HTML Filter
Overview
The HTML Filter is an Okapi component that implements the IFilter interface for HTML and XHTML documents.
Processing Details
Input Encoding
The filter decides which encoding to use for the input document using the following logic:
- If the document has an encoding declaration it is used.
- Otherwise, the input encoding used is the default encoding that was specified when setting the filter options.
Output Encoding
If the output encoding is UTF-8:
- If the input encoding was also UTF-8, a Byte-Order-Mark is used for the output document only if one was detected in the input document.
- If the input encoding was not UTF-8, no Byte-Order-Mark is used in the output document.
If the input file has no declared encoding, the filter tries to add one in output. A <meta>
tag for HTML files, or a <meta />
tag for XHTML files. The potential addition is done only if there is a <head>
element in the file.
Line-Breaks
The type of line-breaks of the output is the same as the one of the original input.
Entities
Character and numeric entities are converted to Unicode.
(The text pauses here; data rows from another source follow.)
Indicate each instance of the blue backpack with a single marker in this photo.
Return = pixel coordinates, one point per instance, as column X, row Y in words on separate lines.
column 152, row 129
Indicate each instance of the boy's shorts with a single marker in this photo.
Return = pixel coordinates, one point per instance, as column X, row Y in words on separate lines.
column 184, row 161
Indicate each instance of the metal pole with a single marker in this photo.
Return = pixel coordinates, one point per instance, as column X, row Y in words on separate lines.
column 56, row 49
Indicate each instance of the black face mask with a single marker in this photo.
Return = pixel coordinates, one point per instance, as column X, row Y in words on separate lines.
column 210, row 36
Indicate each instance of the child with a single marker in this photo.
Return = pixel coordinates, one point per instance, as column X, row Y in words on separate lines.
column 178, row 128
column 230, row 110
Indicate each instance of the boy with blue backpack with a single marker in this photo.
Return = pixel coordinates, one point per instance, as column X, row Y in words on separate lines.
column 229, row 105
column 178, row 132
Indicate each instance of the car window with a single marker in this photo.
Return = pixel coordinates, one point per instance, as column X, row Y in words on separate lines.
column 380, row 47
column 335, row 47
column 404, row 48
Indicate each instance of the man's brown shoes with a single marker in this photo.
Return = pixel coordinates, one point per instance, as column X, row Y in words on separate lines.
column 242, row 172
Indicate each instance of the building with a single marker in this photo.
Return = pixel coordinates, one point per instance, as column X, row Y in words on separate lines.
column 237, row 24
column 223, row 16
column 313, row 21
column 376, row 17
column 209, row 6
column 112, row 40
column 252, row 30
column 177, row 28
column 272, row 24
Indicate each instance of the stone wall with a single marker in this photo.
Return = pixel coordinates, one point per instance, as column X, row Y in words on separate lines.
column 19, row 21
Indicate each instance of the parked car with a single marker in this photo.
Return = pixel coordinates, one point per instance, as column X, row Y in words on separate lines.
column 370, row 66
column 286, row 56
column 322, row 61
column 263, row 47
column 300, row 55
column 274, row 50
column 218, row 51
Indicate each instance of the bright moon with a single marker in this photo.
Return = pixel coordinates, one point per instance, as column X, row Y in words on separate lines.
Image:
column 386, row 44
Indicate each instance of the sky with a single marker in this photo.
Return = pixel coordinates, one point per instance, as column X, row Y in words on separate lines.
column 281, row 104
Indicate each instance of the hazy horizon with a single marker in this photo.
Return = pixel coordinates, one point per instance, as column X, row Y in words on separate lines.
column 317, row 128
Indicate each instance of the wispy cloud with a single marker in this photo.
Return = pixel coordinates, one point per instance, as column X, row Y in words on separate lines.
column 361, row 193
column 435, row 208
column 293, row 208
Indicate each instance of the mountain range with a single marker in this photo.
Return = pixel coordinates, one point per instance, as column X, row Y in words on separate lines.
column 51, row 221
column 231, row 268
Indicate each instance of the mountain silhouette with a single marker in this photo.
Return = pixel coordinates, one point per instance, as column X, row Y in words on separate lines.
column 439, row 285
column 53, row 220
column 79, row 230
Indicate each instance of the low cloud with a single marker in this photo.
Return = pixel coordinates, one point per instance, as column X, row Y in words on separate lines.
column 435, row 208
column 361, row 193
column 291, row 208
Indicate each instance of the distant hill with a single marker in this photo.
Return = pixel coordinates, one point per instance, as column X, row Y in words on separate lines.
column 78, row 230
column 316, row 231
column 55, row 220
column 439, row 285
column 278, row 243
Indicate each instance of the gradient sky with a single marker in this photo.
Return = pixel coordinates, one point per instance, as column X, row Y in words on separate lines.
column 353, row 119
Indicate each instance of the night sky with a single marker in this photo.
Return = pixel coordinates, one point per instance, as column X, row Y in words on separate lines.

Entities defined in a DTD or schema are passed through without change.
Note that text entity declarations can be processed by the DTD Filter.
Parameters
Built-in Configuration
The HTML filter does not currently have a user interface to modify its configuration files. By default the HTML filter uses a minimalist configuration file that does not create structural groupings. For example, a table group or list group will never be created.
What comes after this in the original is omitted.